As we went through the research, I was really struck by just how differently these paired twins would confront the same realities, or not. You look at Kroger and A&P in the late 1960s, and they’re both confronting the exact same world. The world was changing under their feet. A&P goes out and realizes that they’ve got all these old-style grocery stores that were really depressing, but they were right for the Depression Era. And so did Kroger.

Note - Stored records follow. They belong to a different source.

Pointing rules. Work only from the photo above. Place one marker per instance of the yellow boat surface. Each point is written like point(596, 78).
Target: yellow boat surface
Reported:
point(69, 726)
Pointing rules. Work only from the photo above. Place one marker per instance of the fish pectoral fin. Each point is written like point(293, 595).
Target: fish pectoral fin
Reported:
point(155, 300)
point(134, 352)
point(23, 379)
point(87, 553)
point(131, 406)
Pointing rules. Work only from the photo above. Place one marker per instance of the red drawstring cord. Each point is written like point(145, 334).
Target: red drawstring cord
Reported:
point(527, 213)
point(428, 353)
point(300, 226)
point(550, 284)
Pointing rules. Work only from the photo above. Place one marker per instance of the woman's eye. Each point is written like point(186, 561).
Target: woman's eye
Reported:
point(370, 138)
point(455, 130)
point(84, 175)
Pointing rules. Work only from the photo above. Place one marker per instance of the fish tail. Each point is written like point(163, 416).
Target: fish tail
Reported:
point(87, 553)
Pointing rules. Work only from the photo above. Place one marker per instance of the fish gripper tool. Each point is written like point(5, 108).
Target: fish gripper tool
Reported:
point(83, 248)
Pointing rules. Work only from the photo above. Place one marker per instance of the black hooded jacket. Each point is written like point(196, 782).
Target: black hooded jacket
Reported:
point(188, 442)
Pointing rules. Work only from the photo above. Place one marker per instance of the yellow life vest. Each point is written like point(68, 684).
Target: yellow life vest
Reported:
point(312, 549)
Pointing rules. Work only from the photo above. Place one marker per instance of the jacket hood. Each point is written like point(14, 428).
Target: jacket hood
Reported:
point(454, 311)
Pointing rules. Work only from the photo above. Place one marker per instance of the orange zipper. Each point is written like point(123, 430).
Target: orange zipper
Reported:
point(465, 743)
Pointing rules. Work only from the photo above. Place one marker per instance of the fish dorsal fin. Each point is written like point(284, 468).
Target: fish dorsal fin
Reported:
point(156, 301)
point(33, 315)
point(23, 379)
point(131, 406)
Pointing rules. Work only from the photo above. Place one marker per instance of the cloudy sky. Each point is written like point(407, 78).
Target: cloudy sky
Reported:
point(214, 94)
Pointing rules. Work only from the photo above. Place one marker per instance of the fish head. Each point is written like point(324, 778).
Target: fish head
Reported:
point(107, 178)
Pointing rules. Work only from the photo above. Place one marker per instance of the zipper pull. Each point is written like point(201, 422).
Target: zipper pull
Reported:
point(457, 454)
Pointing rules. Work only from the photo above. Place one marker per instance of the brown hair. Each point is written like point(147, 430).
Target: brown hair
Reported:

Then A&P began to run experiments, and guess what they found? The future was probably going to be in these things called superstores. An inflection point was taking place under their noses. So, the A&P people started this thing called the Golden Key. Data came back: people loved the Golden Key. But the implication of it was terrifying. Think about it for a minute. If the data from the Golden Key is right, that means our entire system is wrong. Everything we built for one hundred years is going to need to be thrown out—everything in terms of the actual stores themselves. We are going to actually have to turn over our whole system into superstores. A&P’s response was to pull out a gun, put it to the temple of the Golden Key, and pull the trigger. Bang.
Kroger ran experiments. Same world. Same data. And they looked at it and they said, “You know what this means? These superstore experiments were working. That must mean our whole system is going to have to be wrong.”
What did they do? They pulled out a gun and went to the temple of every one of their old stores, terminating them or turning them into superstores. Completely different response to the exact same reality.